While randomized controlled trials are increasingly prominent in the assessment of public policies, they cannot always be implemented, in particular when the experimentation protocol is too expensive, unacceptable from an ethical standpoint, or the reforms whose effects are being studied are already in place. In such cases, evaluation may include experiments that economists call “natural experiments”.
The use of exogenous “shocks”
A “natural experiment” describes a situation in which an exogenous “shock” affects the economic environment of the agents involved and permits the identification of causal relationships. Raising the compulsory school leaving age, gaps in the perceived amount of social support depending on the level of income, or the geographical targeting of certain policies are examples of natural experiments.
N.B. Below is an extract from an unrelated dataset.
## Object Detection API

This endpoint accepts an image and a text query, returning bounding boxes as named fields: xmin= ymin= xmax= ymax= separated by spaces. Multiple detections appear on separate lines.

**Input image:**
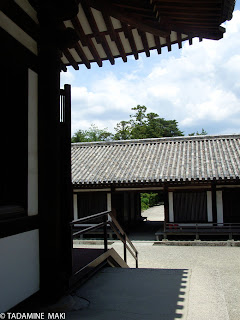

In the field of public policy, this approach can be applied when the beneficiaries of a scheme are selected on the basis of criteria that are difficult to manipulate, such as age, level of education or region of residence. The impact of the scheme can then be estimated by using the exogenous attribution criteria to identify comparable groups of individuals who are beneficiaries and non-beneficiaries.
The techniques used
Different econometric techniques have been developed for applying the methodological framework of natural experiments to the evaluation of public policies: instrumental variables, difference-within-differences, matching techniques and regression discontinuity design. The robustness of the techniques depends greatly on the quality of the data used for the evaluation, in particular the possibility of monitoring the population of beneficiaries and non-beneficiaries before and after the implementation of a reform.